Wang explains they tweaked the model, such as porosity, permeability, and subsurface structures, to understand the subsurface conditions that might give rise to the mysterious second peak.
"This brought us closer to understanding this site. We have granodiorite on the top, and then the Mancos shale below on this hillslope," says Wang. "There is a transition from the upper hillslope to the lower hillslope and the transition delays the water. It is like a bathtub on the upper hillslope, snowmelt fills it, once it builds too much pressure and overflows, the transition can no longer hold water. The second peak is the result of the water that spills out."
Then what is the subsurface control on streamflow? Wang explains she thinks that permeability – how easily water can move through the ground – is an important factor for how stored subsurface water is released to the stream.
"Even if the water is stored there, it's not going to go anywhere if your permeability is very, very low. The downstream streamflow later in the season will be very low if the upstream contribution from subsurface is blocked by this low permeability," says Wang.
Essentially, the shift from the rush of snowmelt to the trickle that remains later in the season depends on how snowmelt releases water which is influenced by vegetation, how it is stored underground afterward, and how subsurface water is eventually released back to the stream.

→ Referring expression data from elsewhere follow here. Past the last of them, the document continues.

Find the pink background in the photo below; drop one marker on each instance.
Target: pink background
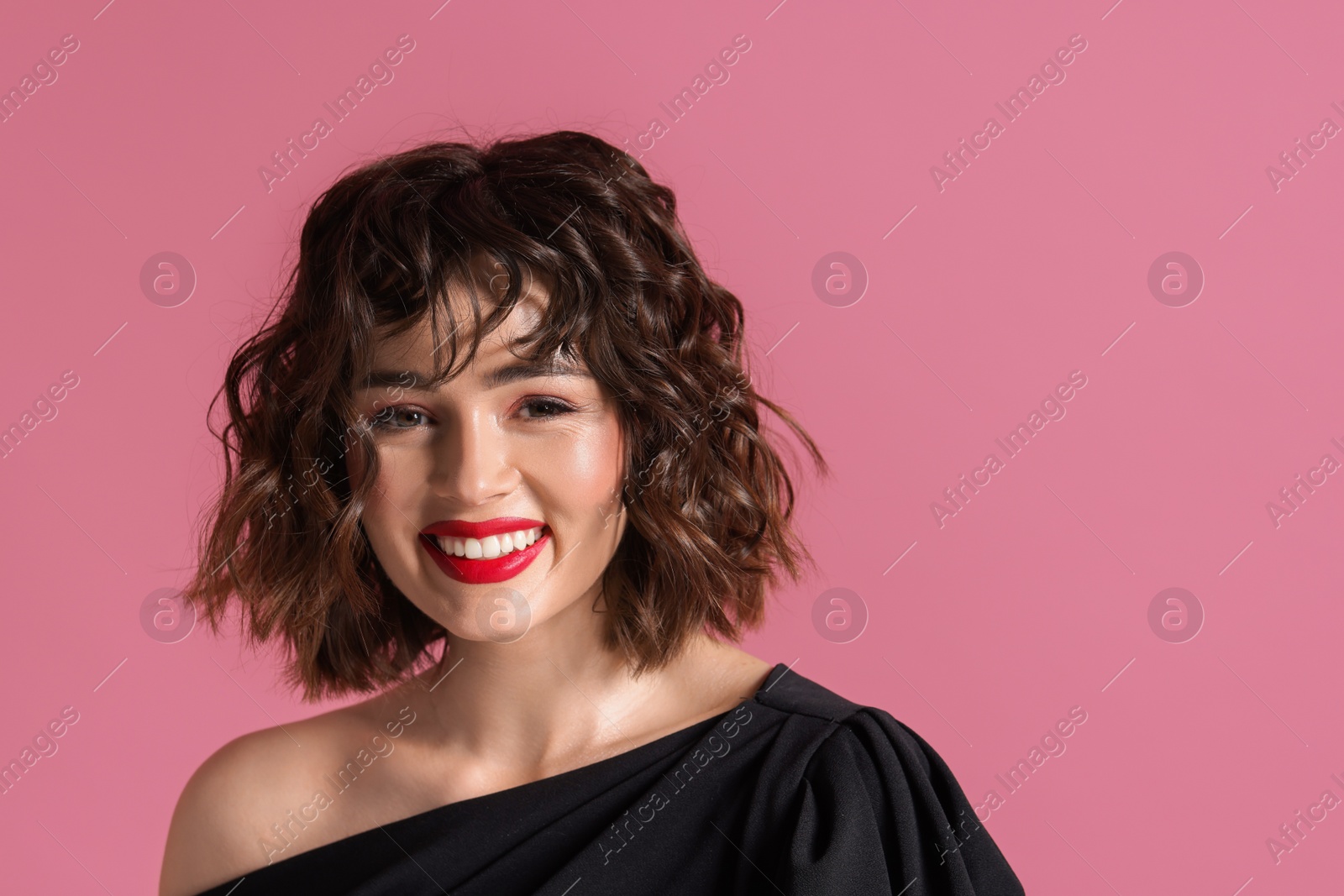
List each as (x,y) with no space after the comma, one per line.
(1030,265)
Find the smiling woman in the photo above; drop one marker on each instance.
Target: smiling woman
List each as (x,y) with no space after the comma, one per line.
(541,544)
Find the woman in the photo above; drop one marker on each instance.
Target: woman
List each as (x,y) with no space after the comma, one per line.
(499,463)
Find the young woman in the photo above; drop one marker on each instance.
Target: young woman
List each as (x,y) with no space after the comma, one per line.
(497,463)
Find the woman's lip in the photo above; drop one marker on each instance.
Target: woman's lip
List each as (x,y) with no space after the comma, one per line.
(501,569)
(465,530)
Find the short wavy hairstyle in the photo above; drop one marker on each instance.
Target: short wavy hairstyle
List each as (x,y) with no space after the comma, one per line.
(709,497)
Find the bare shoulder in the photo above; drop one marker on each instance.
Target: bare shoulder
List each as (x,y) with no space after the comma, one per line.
(255,799)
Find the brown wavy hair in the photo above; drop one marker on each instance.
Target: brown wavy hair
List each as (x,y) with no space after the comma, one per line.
(709,499)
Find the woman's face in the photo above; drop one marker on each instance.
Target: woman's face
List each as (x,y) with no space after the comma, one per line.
(501,449)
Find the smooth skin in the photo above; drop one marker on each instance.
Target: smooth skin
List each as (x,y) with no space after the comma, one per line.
(503,712)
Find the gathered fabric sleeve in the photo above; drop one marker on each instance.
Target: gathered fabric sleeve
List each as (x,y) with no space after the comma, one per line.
(879,813)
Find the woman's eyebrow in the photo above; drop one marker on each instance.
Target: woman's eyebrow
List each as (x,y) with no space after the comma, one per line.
(501,376)
(530,369)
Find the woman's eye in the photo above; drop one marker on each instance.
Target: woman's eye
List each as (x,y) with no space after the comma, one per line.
(396,418)
(544,407)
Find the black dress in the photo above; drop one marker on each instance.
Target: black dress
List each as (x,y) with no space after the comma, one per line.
(795,792)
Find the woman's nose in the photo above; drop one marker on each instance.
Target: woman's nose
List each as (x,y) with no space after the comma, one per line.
(472,464)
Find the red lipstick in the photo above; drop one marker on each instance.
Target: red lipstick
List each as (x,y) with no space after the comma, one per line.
(483,571)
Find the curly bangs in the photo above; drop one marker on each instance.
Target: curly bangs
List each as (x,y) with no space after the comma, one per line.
(709,499)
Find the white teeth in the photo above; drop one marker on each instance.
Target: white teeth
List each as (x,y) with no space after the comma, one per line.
(491,546)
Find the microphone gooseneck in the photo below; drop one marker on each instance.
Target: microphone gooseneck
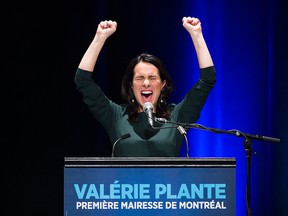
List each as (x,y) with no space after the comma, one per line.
(125,136)
(148,109)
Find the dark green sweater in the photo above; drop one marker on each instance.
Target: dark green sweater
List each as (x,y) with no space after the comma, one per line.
(144,141)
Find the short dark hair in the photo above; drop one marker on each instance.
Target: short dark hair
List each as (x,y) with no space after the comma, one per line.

With these new insights into how streamflow is fed through groundwater storage and snowmelt, hydrologists can better calibrate models for the right reasons. With the abundance of data available and a flexible modeling framework at this site, Wang says the team is gaining a clearer understanding of how water is stored subsurface and released to headwater streams. This knowledge can help reduce uncertainty in predicting water availability in these critical systems and better understand how declining streamflow and rising water temperatures may affect ecosystems.
Wang's ongoing work includes efforts to improve the model so it can be applied to other places that are not as intensely monitored by exploring different types of proxy data that could be used where field data is not available. Wang is also exploring AI to reduce the computation cost of studying these crucial headwaters so that we can better understand hydrologic processes in more headwater catchments.
"It is a tremendous effort to put all of this together," says Wang. "As a modeler, I'm grateful to have collaborators who make this kind of data possible. We have so many headwater streams across the U.S., it's not possible for us to go into every single location and do this comprehensive, intensive monitoring. We need new ways to move forward and make better predictions of these critical water sources."